Pascual García ([email protected])
Tiene a veces uno la impresión, cuando sale fuera o se encuentra en un lugar público, de que algunos padres necesitarían de una especie de nurse, hermano mayor, severo abuelo o una figura parecida con permiso, para, venido el caso, darle un par de azotes bien dados a sus hijos, azotes necesarios, por supuesto, en absoluto crueles, violentos ni relacionados para nada con el maltrato, sino tan solo pequeñas y radicales advertencias al enano de que no se está portando bien, de que está molestando de una forma gratuita y solo por el hecho de que todo el mundo, esa tribu de la cual escribe José Antonio Marina a la que le corresponde educar a los más pequeños, le está perdonando la vida, lo está consintiendo y va a terminar por malcriarlo.
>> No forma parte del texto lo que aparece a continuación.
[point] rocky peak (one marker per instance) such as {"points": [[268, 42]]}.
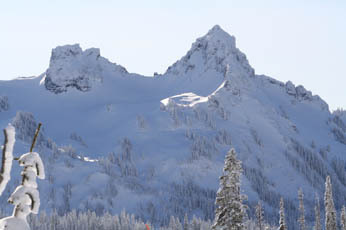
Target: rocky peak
{"points": [[214, 51], [71, 67]]}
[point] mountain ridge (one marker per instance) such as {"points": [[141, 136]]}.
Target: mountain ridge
{"points": [[150, 144]]}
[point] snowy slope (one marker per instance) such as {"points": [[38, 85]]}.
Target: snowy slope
{"points": [[155, 146]]}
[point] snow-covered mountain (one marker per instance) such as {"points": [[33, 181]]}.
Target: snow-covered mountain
{"points": [[155, 146]]}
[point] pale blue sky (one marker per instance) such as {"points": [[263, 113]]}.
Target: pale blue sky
{"points": [[301, 41]]}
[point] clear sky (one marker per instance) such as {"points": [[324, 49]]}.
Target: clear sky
{"points": [[301, 41]]}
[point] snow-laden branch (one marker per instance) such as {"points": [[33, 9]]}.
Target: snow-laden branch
{"points": [[7, 157], [25, 198]]}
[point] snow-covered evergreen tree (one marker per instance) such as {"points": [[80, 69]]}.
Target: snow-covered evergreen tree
{"points": [[7, 157], [282, 221], [330, 221], [259, 216], [186, 222], [25, 198], [230, 210], [318, 225], [343, 218], [301, 210]]}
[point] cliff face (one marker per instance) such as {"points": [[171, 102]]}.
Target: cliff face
{"points": [[113, 140]]}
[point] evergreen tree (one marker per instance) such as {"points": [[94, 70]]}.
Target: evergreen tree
{"points": [[186, 222], [343, 218], [318, 225], [230, 209], [259, 216], [330, 221], [301, 210], [282, 221]]}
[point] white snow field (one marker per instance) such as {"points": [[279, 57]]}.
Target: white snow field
{"points": [[155, 146]]}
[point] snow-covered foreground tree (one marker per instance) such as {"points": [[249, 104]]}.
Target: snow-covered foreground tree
{"points": [[7, 157], [25, 198], [230, 212], [330, 221], [282, 221]]}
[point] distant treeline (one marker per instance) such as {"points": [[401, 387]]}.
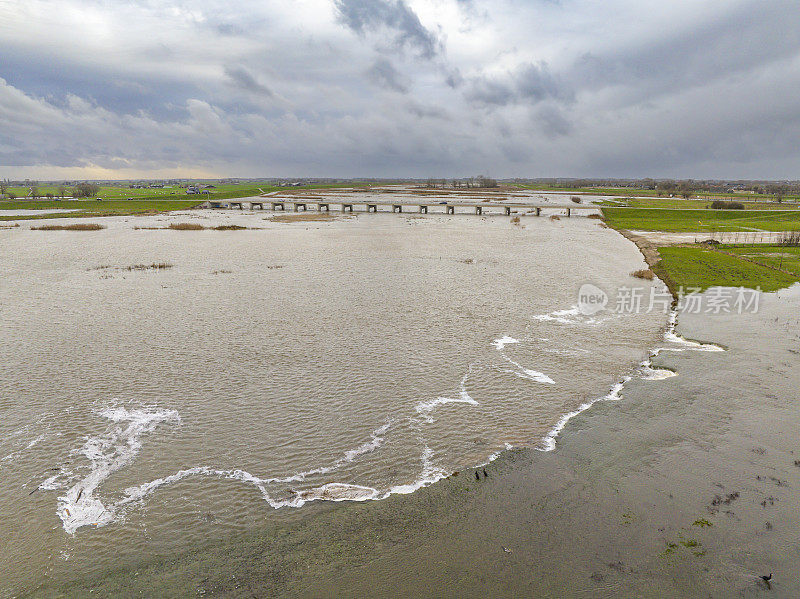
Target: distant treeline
{"points": [[778, 189], [81, 190]]}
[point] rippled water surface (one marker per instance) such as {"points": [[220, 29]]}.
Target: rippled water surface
{"points": [[143, 410]]}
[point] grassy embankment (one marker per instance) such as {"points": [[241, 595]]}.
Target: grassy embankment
{"points": [[672, 220], [113, 200], [769, 267], [652, 193], [701, 267]]}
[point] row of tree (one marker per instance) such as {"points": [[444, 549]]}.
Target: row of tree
{"points": [[478, 182], [81, 190]]}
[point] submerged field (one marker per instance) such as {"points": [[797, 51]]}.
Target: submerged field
{"points": [[92, 207]]}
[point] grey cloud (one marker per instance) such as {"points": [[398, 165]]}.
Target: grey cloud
{"points": [[242, 78], [363, 15], [536, 83], [422, 111], [383, 74], [529, 84]]}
Uno está sentado en la consulta del médico o en un parque y, de pronto, entra un matrimonio, casi siempre joven, con dos niños, y se acaba la paz de golpe y porrazo. Incluso hay quien lo justifica aduciendo que se trata, al fin y al cabo, de niños y que deberíamos ser más comprensivos; por supuesto, faltaría más; que griten cuanto quieran, que correteen por el pasillo a su antojo y toquen al timbre y llamen el ascensor y abran las revistas y esparzan los papeles, el contenido del cenicero o del bolso de su madre por el suelo, y, si estamos en la calle, que golpeen un balón sin miramientos, trisquen, levanten polvo a nuestro lado, berreen, nos pongan de los nervios y acaben llorando como posesos, como si todo el follón que han armado a nuestra costa no les hubiera satisfecho lo suficiente, porque los niños (¡No dejéis que se acerquen a mí!) nunca tienen bastante.
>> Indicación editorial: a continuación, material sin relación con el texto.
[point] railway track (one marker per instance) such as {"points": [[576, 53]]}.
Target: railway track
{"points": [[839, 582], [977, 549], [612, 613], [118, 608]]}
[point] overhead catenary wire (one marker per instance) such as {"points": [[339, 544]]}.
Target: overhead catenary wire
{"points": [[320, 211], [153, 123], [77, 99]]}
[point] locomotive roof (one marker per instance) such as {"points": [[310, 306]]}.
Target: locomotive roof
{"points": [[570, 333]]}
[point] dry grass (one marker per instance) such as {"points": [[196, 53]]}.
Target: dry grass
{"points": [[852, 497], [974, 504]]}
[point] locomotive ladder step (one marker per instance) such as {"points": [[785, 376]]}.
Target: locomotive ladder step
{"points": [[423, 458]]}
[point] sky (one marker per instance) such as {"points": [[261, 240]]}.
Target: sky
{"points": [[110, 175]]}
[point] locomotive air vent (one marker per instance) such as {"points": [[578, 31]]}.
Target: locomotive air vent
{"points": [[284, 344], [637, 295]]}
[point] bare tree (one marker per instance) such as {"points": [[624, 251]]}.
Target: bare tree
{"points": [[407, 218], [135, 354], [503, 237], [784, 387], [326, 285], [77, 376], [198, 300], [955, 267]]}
Es natural que con esos pocos años no controlen sus impulsos de fierecillas sin domar y, como no parece que muchos padres estén dispuestos a hacerlo, yo me ofrezco a echar una mano, sin asomo de cinismo o sarcasmo, porque el asunto, aunque no lo crean es bastante serio y afecta no solo a la educación de unos pocos, sino también a la seguridad y a la comodidad de muchos de nosotros.
Sentado en la playa frente al mar, veo venir al pequeño camorrista de turno, armado con una pala gigante y un cubo de buenas dimensiones. Miro su desenvoltura y me fijo en su padre y en su madre. Ajenos al desastre inminente, enfrascados en naderías, palabras vanas y gestos de ausencia. Sé que no le hacen caso para no verse obligados a intervenir, no porque tengan miedo, que tal vez sea así, sino porque no parece que esté bien visto zanjar estos asuntos de un mododrástico y a la vieja usanza.
Y ahí es donde entraría la figura del proveedor de azotes, el azotainas podríamos llamarlo, una suerte de guarda o vigilante público que se ocuparía de guardar la paz y de mantener a raya a estos pequeños tiranuelos, que maltratan a los suyos y, de paso, nos maltratan a todos, desasistidos, por desgracia, de la autoridad paterna o, en su defecto, materna, dados al libertinaje y protegidos por los poderes, la ideología imperante y las nuevas costumbres.
El psicoterapeuta está bien, cuando los problemas son verdaderamente graves, pero resulta caro y, en la mayor parte de los casos tampoco es para tanto; con un pequeño, inocente y liviano azotazo sobra y basta.